Mechanisms for the development of food allergy in neonates are unknown but clearly linked in patient populations to a genetic predisposition to skin barrier defects. Whether skin barrier defects contribute functionally to development of food allergy is unknown.

Objective

The purpose of the study was to determine whether skin barrier mutations, which are primarily heterozygous in patient populations, contribute to the development of food allergy.

Methods

Mice heterozygous for the filaggrin (Flg)^ft and Tmem79^ma mutations were skin sensitized with environmental and food allergens. After sensitization, mice received oral challenge with food allergen, and then inflammation, inflammatory mediators, and anaphylaxis were measured.

Results

We define development of inflammation, inflammatory mediators, and food allergen–induced anaphylaxis in neonatal mice with skin barrier mutations after brief concurrent cutaneous exposure to food and environmental allergens. Moreover, neonates of allergic mothers have increased responses to suboptimal sensitization with food allergens. Importantly, responses to food allergens by these neonatal mice were dependent on genetic defects in skin barrier function and on exposure to environmental allergens. ST2 blockade during skin sensitization inhibited the development of anaphylaxis, antigen-specific IgE, and inflammatory mediators. Neonatal anaphylactic responses and antigen-specific IgE were also inhibited by oral pre-exposure to food allergen, but interestingly, this was blunted by concurrent pre-exposure of the skin to environmental allergen.

Conclusion

These studies uncover mechanisms for food allergy sensitization and anaphylaxis in neonatal mice that are consistent with features of human early-life exposures and genetics in patients with clinical food allergy and demonstrate that changes in barrier function drive development of anaphylaxis to food allergen.

中文翻译：

引发食物过敏的机制：取决于皮肤屏障突变和环境过敏原共刺激

背景

新生儿食物过敏的发展机制尚不清楚，但在患者人群中与皮肤屏障缺陷的遗传易感性明显相关。
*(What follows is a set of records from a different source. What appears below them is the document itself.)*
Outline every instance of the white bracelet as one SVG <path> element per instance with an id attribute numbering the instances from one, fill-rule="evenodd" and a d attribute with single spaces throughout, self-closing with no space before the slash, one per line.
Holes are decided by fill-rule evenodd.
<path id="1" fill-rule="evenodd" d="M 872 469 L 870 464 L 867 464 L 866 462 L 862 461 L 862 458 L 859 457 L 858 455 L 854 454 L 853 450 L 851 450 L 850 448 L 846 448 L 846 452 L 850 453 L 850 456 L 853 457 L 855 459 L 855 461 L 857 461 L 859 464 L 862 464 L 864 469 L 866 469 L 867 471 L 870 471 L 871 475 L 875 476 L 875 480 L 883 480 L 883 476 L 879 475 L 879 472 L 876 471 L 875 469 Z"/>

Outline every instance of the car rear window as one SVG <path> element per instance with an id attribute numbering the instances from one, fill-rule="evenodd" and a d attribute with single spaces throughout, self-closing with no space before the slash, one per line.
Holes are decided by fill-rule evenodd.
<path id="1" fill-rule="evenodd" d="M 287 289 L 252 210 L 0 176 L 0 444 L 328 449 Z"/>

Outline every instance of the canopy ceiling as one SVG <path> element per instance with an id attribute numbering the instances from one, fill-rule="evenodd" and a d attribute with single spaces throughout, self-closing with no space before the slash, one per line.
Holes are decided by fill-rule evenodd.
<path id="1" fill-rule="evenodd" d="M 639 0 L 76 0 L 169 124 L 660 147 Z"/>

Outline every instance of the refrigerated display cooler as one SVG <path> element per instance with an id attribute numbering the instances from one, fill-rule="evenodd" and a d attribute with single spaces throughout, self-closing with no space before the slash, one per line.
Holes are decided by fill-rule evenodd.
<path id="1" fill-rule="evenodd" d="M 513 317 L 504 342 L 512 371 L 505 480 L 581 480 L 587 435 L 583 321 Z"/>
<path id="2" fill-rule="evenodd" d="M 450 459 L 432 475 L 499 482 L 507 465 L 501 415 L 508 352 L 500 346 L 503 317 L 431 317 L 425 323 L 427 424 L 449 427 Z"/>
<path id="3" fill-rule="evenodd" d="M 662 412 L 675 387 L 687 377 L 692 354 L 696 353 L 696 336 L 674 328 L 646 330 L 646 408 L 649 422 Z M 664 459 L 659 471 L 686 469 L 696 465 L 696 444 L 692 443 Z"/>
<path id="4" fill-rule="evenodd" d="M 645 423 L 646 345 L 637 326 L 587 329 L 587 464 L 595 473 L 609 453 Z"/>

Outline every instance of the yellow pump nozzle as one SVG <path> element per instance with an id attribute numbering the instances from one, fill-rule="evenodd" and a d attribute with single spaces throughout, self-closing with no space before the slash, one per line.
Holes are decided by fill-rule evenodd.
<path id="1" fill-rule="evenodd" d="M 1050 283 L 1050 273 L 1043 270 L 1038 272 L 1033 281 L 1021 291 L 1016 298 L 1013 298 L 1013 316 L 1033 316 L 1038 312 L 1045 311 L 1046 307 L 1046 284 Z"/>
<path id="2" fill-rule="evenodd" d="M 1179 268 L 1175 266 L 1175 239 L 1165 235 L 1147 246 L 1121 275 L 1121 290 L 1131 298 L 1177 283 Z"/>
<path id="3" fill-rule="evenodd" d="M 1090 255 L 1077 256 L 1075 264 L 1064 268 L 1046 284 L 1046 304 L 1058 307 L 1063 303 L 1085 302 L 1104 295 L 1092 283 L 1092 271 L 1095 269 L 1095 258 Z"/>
皮肤屏障缺陷是否在功能上有助于食物过敏的发展尚不清楚。

客观的

该研究的目的是确定在患者人群中主要是杂合的皮肤屏障突变是否有助于食物过敏的发展。

方法

皮肤致敏蛋白（Flg）^ft和Tmem79 ^ma突变的杂合小鼠被环境和食物过敏原致敏。致敏后，小鼠接受食物过敏原进行口服攻击，然后测量炎症，炎症介质和过敏反应。

结果

在短暂并发皮肤接触食物和环境变应原后，我们定义了具有皮肤屏障突变的新生小鼠的炎症，炎症介质和食物变应原诱发的过敏反应的发展。此外，过敏性母亲的新生儿对食物过敏原的次佳致敏反应增强。重要的是，这些新生小鼠对食物过敏原的反应取决于皮肤屏障功能的遗传缺陷和环境过敏原的暴露。皮肤致敏过程中的ST2阻滞抑制了过敏反应，抗原特异性IgE和炎症介质的发展。口服食物暴露原也可抑制新生儿的过敏反应和抗原特异性IgE，但有趣的是，皮肤同时暴露于环境变应原也可抑制这种反应。